İlk Gün-3: Diğer Merkez-2

158 14 4
                                    

-Aynen devam-

"Ne kadar?"

"İki saat 4000 lira hanımefendi."

Aylin iki hafiften bozardı. Dört bin lira. Doğvu düvüst saat ağsana iğkokuv çocuvu musun. Al sana gerçek saat.

"A-aslında ben-"

"Kredi kartı kabul ediyorsunuz değil mi?"

"Tabi ki."

Kartı uzattım ve kıza geri döndüm.

"Hediyem olsun."

Evet, kızın iki yüz bin lirasından değil de kemdi paramla alıyordum.
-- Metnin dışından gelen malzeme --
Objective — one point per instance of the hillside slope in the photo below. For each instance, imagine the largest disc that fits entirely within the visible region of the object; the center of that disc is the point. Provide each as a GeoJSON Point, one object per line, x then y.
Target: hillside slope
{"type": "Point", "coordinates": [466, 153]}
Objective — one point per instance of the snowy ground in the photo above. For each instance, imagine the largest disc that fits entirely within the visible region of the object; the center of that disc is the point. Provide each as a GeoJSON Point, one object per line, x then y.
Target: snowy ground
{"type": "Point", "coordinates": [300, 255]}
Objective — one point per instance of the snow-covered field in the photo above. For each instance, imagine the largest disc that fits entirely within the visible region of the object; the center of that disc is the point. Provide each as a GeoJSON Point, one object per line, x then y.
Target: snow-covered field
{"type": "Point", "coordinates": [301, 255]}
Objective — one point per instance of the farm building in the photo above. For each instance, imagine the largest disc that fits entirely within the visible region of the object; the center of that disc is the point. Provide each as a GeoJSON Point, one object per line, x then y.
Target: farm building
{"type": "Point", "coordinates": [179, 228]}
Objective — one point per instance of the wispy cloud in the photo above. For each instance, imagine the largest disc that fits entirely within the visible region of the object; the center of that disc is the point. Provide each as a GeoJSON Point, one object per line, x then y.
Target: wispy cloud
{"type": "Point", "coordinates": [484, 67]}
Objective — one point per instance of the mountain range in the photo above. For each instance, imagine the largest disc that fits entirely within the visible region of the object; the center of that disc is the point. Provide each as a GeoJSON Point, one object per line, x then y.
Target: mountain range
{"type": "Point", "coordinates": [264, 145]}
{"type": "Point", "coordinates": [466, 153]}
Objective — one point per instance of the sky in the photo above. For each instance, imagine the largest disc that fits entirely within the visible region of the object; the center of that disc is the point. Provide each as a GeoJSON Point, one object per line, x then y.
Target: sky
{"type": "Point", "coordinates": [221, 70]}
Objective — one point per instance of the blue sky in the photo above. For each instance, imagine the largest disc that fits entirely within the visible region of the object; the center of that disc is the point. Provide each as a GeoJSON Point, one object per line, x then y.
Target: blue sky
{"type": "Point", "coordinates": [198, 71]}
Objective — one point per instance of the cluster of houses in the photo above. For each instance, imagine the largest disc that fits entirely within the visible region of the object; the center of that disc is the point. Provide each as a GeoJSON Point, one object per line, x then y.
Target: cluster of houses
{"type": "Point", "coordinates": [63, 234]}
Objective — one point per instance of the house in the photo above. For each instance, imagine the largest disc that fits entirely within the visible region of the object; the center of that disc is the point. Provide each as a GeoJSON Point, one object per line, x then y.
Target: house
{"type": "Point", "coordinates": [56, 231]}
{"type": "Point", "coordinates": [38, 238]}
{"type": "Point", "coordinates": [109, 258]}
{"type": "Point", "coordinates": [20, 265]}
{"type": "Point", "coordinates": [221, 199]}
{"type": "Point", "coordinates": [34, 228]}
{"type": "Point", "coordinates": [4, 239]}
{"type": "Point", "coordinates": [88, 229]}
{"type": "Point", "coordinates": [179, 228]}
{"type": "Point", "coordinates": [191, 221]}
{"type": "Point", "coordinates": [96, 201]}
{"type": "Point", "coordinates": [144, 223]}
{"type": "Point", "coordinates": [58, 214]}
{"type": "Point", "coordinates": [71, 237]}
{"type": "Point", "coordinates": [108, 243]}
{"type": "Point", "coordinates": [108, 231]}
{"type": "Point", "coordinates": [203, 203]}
Dört bin lira benim için çok da sorun edilecek kadar bir para değildi, operasyon başına en az elli katını alıyordum. Gerçi uzun zamandır operasyona çıkmamıştım ama olsun. Sonuçta birikmiş param vardı ve ufak hediyeler iyi şeylerdi.

"Taksit?"

"Tek çekim."

"Tamamdır." Kartı geri uzattı. "İyi günlerde kullanın."

"Teşekkürler."

Mağazadan yavaşça çıktık.

"Aylin abla?"

"Hm?"

"Teşekkürler."

Sinirlendim. Gerizekalı. Ettiğim iki kelimeyi hatırla bari. "Ne demiştim?"

"Teşekkürleri sevmediğini."

"Eee?"

"Ama içimden geldi."

"Uzatma yürü."

-

Kozmetik satan bir yerden ufak tefek birşeyler aldıktan ve biraz vitrin gezdikten sonra kenardaki banklardan birine çöktüm.

"Ne oldu."

"Çok sıkıcısın." Birşeyleri almak zevklidir. Birşeylere bakmak ve almak da zevklidir. Ama almadan bakmak benlik birşey değil. Sadece sadistçe birşey.

"Asıl sen sıkıcısın. Ağzını bıçak açmıyor."

"Peki iyi o zaman. Ne konuşmamı istersiniz hanımefendi?"

Yanıma oturup derin bir nefes aldı. "Bilmiyorum."

Güldüm. Neden allah bilir.

"Pekala o zaman. Bir konu bul konuşalım."

"Tamam. Neden Ferrari sevmiyorsun?"

"Avrupa arabalarını sevmiyorum."

"Ama Ayşe teyze-"

"Ayşe teyze de avrupalı evet. Ama Mercedes o yüzden sorun yok." İç geçirdim. "Konu kesmedi. Değiştir."

Biraz düşündükten sonra tekrar konuştu. "Kaç tane araban var?"

"Böyle devam edeceksen konuyu ben değiştiriyorum. Erkek çocuğu gibisin ne o araba araba."

"Cevap?"

"Dört. Mutlu musun?"

"Evet." Gülerek arkasına yaslandı. "Konu?"

Dayanamamıştım. "Neden deminden beri vitrinlere öküzün trene baktığı gibi bakıp duruyorsun?"

"Param yok ki."

"Kim dedi?" Cüzdanı çıkarıp salladım. "O istediğim iki yüz bin senindi."

Gözleri ardına kadar açılırken sırıttım. "Ya."

"O zaman istediğimi alabilirim."

"Nah alırsın. Kart benim ve har vurup harman savurmana izin vermeyecam."